The Boston-based nonprofit is promoting McCarthy's project as a way to advocate for Braille menus in restaurants. Its president, Brian Mac Donald, recently met with McCarthy and her civics teacher at Beverly Middle School to discuss the subject.

"She mentioned Nik and talked about the project and I said, 'We can help you with that,'" said Mac Donald, who lives in Danvers. "I was just really impressed with how thoughtful she was."

McCarthy, 14, has researched the technology and costs of creating Braille menus and is planning to write letters to restaurants in Beverly explaining how they would help people with vision problems. Braille menus are three to four times more expensive to print, but McCarthy said the payoff would be worth it.

"It does cost a little bit more but I feel like it would definitely help with the community making sure everybody felt included," she said.

The National Braille Press has produced Braille menus for companies like Starbucks and Wendy's and local restaurants like Legal Seafoods and Life Alive. But Mac Donald said they are not available in most restaurants.

"Some of the small restaurants who may think of doing it are normally prompted by a blind person asking for it," Mac Donald said. "We want Braille to be out there for all blind people for information. That's part of our mission as a nonprofit."

The National Braille Press is the premier Braille publisher in the United States, according to its website.

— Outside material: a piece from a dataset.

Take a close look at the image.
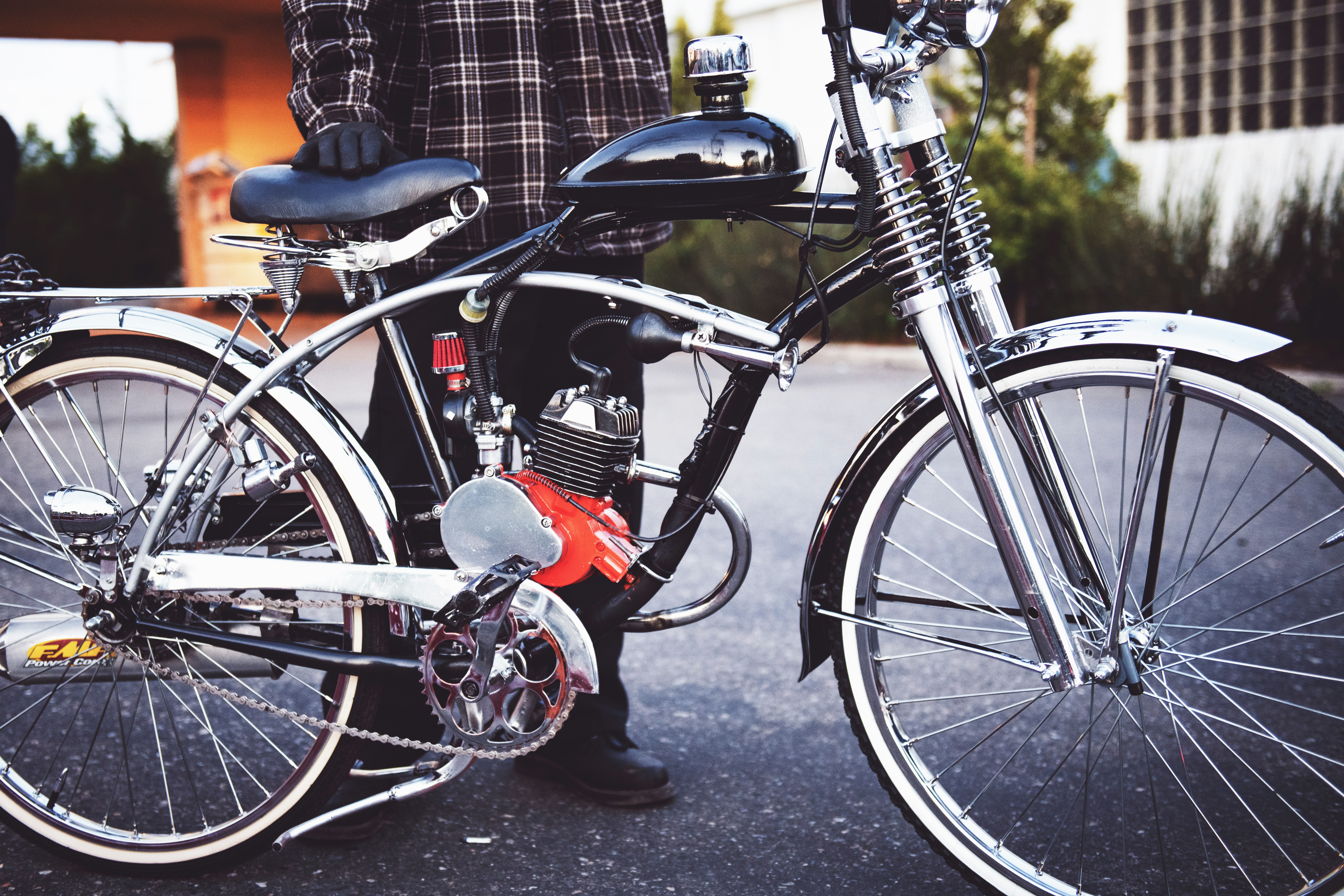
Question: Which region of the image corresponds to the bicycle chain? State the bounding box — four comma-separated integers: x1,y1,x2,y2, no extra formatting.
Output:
120,594,578,759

The company prints everything from Braille textbooks for kindergarten through Harvard Law School to standardized college entrance exams to maps for national parks.

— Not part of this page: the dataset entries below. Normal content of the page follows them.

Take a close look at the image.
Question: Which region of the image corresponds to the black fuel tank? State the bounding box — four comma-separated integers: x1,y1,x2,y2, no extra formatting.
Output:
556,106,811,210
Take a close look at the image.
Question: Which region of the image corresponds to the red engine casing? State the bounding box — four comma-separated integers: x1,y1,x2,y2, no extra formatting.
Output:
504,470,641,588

"We pretty much do everything," Mac Donald said.

McCarthy's project at Beverly Middle School stems from a 2018 state law requiring eighth-grade students to complete a non-partisan civics project. Social studies teacher Brian Bayer-Larson said the projects are "action" projects that require students to reach out and make connections in the community.

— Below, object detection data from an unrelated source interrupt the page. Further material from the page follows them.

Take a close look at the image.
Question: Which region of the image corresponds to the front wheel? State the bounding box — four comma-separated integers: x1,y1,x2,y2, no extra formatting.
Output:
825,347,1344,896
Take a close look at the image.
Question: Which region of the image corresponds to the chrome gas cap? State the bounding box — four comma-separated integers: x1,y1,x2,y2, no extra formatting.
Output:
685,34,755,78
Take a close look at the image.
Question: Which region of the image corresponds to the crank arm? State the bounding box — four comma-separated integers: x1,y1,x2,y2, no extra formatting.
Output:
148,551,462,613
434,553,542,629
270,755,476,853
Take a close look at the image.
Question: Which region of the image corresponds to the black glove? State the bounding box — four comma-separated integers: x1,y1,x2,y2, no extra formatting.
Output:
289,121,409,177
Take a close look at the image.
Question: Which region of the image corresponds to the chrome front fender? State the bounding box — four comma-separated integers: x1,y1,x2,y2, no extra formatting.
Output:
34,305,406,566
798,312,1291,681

"The idea is for kids to be empowered," he said. "To help them learn with hands-on work and research what it means to be an active and compassionate involved citizen in our society."

Another project in Bayer-Larson's class involves students conducting a fundraising drive for the Gloucester Marine Station. If they raise enough money, they can adopt a seal for Beverly Middle School.

"There are so many ideas. That's the beauty of it," Bayer-Larson said. "They've all been encouraged to reach into their own passions and own interests."

Hourican, 13, is doing a civics project based on his own experience. On Jan. 7, he underwent a successful kidney transplant. He said his project involves helping patients stay connected to other people during long hospital stays.

Hourican, who has been learning Braille since he was 3 years old, said he has been to only one restaurant that has Braille menus, the 99 Restaurant in Salem. He said he appreciates the thoughtfulness behind McCarthy's project and hopes it influences other local restaurants to offer them.

"I really like how she's trying to help people be more independent," Hourican said.